You need only drive the streets of almost any community you come too and you will find many of them pock-marked with holes in the asphalt.

The bouncing of your vehicle down an urban street where asphalt may have been laid literally decades ago, and showing it’s age by deterioration is only the most obvious issue of infrastructure still in place long after its reasonable expectation of life.

It’s the same with deteriorating sidewalks, and more concerning underground services such as water and sewer lines.

And the problem of old infrastructure extends to rural municipalities too with decade old bridges past due for replacement across the Prairies.

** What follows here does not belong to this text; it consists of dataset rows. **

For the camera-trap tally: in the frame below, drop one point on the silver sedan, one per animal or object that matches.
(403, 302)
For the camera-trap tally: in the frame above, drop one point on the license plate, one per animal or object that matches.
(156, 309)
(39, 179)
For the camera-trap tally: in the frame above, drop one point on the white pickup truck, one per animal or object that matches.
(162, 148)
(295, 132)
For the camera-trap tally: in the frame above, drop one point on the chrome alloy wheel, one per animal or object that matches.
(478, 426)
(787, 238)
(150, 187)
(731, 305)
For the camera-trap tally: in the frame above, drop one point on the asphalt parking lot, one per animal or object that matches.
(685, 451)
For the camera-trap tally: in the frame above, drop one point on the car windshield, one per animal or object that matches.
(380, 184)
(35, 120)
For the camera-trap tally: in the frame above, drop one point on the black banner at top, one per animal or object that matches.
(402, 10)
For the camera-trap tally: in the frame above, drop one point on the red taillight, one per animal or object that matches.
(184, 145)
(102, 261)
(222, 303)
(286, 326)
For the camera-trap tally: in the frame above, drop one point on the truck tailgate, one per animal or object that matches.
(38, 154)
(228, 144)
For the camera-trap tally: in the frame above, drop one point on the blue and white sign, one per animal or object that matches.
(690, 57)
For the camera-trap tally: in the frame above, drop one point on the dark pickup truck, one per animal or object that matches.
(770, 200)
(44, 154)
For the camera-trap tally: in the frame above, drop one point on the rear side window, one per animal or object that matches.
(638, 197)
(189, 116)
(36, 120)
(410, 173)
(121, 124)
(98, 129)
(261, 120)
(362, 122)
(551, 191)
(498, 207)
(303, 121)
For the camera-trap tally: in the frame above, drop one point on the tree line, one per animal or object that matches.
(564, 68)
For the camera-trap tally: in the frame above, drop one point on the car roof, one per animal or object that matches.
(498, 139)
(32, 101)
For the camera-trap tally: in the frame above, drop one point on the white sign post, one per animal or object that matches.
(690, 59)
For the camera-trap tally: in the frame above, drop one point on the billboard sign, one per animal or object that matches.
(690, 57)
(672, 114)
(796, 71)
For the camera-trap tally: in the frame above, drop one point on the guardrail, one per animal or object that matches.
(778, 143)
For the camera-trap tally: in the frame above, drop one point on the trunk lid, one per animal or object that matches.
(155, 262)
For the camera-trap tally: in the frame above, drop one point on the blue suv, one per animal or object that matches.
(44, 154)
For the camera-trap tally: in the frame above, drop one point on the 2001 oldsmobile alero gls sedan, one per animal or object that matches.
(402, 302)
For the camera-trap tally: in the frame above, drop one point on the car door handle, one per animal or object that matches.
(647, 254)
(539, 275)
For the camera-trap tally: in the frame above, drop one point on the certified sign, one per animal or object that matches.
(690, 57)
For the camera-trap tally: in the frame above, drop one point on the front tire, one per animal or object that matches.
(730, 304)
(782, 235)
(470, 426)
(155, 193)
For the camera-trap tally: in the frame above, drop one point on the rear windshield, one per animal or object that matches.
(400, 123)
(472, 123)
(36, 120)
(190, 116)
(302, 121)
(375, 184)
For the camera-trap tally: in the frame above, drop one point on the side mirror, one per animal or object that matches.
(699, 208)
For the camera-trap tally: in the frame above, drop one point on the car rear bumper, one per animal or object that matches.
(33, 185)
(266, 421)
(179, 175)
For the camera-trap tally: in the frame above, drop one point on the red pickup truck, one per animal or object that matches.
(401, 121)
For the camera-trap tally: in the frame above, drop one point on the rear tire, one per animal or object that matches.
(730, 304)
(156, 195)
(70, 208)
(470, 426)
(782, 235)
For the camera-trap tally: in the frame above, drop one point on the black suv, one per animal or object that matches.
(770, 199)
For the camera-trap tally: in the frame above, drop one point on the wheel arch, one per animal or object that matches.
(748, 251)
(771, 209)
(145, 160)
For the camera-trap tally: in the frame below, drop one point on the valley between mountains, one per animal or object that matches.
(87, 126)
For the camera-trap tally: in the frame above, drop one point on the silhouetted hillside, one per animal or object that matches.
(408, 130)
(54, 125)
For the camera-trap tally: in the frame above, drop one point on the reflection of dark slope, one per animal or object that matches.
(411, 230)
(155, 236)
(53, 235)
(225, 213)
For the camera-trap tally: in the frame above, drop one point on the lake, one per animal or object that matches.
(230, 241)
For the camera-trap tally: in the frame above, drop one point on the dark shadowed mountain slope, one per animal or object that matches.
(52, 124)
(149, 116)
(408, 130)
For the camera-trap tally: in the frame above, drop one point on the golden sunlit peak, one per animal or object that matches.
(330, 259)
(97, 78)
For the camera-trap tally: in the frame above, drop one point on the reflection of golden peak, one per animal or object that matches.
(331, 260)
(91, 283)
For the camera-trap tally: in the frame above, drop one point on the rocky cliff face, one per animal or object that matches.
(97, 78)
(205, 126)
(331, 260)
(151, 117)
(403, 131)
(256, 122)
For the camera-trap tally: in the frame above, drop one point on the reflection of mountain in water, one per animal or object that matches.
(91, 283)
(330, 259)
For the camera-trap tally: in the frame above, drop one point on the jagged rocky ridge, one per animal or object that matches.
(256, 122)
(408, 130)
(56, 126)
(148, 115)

The bridge issue is a big one for rural areas. If one goes out of service it can add miles to simply getting from the farm to town for all the things you go to town to get. That situation is annoying if it’s a grocery run, but could be deadly if it adds miles in a health emergency situation.

The situation is more concerning because farmers now haul grain in much larger and thus heavier units than when bridges were built and put into service, and as they age the bigger weights have to be concerning to the continued life of old bridges.

So while we can all appreciate the value of infrastructure, whether urban or rural, it has largely been ignored for decades in terms of replacement.